Chiesa Madre di Diamante

La Parola della domenica

IV Domenica di Pasqua

Dal vangelo secondo Giovanni 10,27-30

 In quel tempo Gesù disse: 27 «Le mie pecore ascoltano la mia voce e io le conosco ed esse mi seguono. 28Io do loro la vita eterna e non andranno perdute in eterno e nessuno le strapperà dalla mia mano. 29Il Padre mio, che me le ha date, è più grande di tutti e nessuno può strapparle dalla mano del Padre. 30Io e il Padre siamo una cosa sola».

Riflessione

Il capolavoro di Gesù: è il Pastore che ha fatto di alcune persone eterogenee, in buona parte modeste, a volte litigiose, a volte gelose, un piccolo gregge, una comunità capace di essere un segno del Regno di Dio nella storia.

E’ una storia di relazioni fatta di ascolto, di conoscenza e di sequela. Sono gli elementi che danno contenuto a quel “credere” che è legame decisivo e autentificante dell’uomo con il suo Signore.

Ai discepoli è chiesto di rimanere nella fedeltà a Gesù, accanto a lui. E’ una relazione di fiducia e di responsabilità.

Il carattere di “pastore” di Gesù consiste nella relazione con il Padre e con le sue pecore, dunque con Dio e con i credenti. “Pastore” è un titolo relazionale, non funzionale. “Io e il Padre siamo uno”; “Io conosco le mie pecore”.

Alla luce del modo di essere di Gesù Pastore, si definisce l’essere ed il servizio dei pastori nella chiesa: è relazione personale con il Signore, nutrita dalla fede e dalla preghiera, e la relazione con le persone fatta di conoscenza, amore, ascolto, dedizione, dono della vita.

Nel vangelo di oggi è descritto un gioco delle mani : la mano di Gesù e la mano del Padre si identificano.
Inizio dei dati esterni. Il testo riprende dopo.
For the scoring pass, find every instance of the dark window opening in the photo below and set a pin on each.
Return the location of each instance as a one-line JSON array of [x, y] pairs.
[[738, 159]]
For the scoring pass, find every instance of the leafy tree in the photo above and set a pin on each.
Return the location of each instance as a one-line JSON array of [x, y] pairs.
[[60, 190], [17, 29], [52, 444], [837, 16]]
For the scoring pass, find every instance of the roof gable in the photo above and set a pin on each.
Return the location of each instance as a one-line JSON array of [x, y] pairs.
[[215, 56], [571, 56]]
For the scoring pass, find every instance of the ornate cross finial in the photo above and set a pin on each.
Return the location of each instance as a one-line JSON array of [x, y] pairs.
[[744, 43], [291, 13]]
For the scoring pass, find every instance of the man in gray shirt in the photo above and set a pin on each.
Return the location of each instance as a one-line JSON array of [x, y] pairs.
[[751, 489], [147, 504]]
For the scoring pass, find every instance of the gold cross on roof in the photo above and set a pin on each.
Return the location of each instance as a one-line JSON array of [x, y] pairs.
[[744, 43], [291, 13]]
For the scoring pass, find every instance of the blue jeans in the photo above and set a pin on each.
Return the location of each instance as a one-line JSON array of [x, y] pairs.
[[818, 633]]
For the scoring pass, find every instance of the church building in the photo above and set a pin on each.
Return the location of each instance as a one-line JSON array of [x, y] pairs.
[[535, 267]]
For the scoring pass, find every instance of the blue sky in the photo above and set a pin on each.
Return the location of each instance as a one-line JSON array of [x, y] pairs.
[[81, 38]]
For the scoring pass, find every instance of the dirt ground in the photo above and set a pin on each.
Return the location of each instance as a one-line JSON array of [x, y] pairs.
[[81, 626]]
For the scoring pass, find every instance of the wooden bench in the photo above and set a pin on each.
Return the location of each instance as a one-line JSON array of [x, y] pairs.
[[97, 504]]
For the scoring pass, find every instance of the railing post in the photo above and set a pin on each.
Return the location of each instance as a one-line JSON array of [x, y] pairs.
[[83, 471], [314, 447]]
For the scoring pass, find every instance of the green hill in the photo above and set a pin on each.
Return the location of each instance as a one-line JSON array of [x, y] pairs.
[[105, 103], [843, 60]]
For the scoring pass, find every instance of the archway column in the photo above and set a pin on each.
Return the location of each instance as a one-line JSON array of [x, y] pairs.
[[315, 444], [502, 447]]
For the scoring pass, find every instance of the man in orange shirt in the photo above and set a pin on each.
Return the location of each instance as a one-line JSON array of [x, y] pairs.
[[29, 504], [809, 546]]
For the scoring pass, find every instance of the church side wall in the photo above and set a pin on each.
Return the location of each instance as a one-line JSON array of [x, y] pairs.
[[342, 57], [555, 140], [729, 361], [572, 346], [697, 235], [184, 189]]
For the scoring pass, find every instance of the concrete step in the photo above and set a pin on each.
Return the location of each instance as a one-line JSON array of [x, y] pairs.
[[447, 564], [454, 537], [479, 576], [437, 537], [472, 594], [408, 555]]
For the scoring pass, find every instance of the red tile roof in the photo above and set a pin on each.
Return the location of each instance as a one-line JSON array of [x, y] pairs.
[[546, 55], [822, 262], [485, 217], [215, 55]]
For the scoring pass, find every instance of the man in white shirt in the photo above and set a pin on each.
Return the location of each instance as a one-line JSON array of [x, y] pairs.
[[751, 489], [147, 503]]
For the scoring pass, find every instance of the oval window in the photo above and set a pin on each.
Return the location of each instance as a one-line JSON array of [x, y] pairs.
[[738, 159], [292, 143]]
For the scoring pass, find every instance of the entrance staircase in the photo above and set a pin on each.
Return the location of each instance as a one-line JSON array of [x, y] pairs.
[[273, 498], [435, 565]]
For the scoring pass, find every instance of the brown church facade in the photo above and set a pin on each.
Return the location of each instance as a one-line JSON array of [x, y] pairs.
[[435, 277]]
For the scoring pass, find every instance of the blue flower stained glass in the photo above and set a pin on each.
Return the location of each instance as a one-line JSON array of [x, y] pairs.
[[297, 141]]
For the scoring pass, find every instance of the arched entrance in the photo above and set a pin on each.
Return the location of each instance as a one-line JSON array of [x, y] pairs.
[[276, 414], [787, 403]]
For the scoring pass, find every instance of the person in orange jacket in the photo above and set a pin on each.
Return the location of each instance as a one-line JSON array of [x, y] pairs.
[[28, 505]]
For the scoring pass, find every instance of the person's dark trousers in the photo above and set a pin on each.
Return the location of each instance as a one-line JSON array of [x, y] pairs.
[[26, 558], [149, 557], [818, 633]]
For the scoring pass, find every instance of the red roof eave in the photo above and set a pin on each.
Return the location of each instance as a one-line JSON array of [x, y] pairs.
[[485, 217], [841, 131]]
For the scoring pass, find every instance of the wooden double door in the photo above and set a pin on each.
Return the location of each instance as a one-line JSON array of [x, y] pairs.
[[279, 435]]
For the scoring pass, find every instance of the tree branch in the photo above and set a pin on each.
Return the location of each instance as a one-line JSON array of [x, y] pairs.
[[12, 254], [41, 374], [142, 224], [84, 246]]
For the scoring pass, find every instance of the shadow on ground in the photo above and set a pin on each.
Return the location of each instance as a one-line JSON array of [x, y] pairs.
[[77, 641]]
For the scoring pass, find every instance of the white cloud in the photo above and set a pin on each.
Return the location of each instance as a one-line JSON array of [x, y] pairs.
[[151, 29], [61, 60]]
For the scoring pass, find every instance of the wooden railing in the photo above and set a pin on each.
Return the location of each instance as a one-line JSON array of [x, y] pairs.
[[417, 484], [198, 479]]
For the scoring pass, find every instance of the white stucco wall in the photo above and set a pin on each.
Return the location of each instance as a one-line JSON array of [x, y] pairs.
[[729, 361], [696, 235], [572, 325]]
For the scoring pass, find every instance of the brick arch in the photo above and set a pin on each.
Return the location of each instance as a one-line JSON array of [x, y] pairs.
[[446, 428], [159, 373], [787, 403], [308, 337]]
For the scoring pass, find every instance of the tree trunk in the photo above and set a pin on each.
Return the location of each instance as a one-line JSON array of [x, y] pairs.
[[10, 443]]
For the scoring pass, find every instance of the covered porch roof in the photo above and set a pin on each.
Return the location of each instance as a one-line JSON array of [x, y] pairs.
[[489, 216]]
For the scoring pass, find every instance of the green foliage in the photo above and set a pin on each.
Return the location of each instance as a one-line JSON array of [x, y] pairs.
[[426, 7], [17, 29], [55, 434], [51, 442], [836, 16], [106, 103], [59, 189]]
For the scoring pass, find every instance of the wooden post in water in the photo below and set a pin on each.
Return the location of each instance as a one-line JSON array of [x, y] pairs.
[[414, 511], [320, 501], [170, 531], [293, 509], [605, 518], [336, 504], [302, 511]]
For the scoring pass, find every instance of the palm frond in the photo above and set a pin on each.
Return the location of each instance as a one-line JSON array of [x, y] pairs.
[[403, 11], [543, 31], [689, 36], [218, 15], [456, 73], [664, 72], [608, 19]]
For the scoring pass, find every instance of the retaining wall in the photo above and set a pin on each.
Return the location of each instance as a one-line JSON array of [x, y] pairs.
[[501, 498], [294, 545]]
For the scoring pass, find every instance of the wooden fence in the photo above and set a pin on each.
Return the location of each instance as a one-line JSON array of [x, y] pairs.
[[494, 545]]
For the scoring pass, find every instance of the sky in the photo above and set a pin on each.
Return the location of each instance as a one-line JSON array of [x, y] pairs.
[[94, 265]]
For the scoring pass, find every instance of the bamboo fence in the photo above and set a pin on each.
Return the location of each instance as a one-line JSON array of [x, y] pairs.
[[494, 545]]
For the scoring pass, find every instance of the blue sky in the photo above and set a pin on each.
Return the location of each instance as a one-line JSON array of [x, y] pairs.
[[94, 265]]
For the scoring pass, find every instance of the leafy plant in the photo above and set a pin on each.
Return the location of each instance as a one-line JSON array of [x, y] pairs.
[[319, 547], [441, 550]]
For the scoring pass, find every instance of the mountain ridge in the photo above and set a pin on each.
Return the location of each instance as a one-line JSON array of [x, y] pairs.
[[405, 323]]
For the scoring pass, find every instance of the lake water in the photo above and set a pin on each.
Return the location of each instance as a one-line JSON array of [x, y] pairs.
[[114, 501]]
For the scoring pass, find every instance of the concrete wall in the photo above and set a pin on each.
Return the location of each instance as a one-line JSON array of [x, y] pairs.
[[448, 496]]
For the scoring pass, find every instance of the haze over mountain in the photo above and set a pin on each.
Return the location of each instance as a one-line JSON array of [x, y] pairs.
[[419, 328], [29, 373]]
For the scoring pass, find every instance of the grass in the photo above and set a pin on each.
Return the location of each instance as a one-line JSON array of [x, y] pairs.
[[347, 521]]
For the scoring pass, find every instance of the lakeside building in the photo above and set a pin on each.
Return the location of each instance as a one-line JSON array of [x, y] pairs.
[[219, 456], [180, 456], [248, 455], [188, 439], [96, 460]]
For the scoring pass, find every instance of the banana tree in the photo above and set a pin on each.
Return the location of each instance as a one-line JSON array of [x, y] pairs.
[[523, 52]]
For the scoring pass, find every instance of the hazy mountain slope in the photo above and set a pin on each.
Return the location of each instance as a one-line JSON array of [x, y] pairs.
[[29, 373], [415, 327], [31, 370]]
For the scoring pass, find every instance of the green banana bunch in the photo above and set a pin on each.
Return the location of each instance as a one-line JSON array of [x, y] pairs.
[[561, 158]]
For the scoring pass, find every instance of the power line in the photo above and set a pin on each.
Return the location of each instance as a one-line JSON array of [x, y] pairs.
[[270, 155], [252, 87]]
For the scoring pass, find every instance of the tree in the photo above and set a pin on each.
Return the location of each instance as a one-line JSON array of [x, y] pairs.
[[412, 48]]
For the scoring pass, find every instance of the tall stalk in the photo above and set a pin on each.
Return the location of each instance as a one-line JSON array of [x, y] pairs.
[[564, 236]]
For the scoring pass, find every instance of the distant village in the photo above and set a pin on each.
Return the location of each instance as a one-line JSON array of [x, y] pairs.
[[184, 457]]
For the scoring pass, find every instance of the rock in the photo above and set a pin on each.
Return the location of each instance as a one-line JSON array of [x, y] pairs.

La mano, nel vangelo di Giovanni, è simbolo dell’amore dato e ricevuto: “Il Padre ama il Figlio e gli ha dato in mano ogni cosa” (Gv 3,35). La mano aperta del Padre per donare tutto al Figlio diviene la mano aperta del Figlio che tutto riceve dal Padre e che tutto riconsegna al Padre. E le nostre mani? A noi l’impegno a tendere la mano nel gesto di chi si dispone a ricevere la comunione nella confessione della propria povertà. Dall’esperienza di mani che ricevono si passa all’esperienza di mani che donano. E’ la storia stessa della chiesa! Deve poter essere la storia di ognuno di noi. Il credente, dice Gesù, nessuno potrà rapirlo dalla sua mano. Rimanendo in quell’amore si fa esperienza del dono della vita che viene da Dio e della comunione con lui.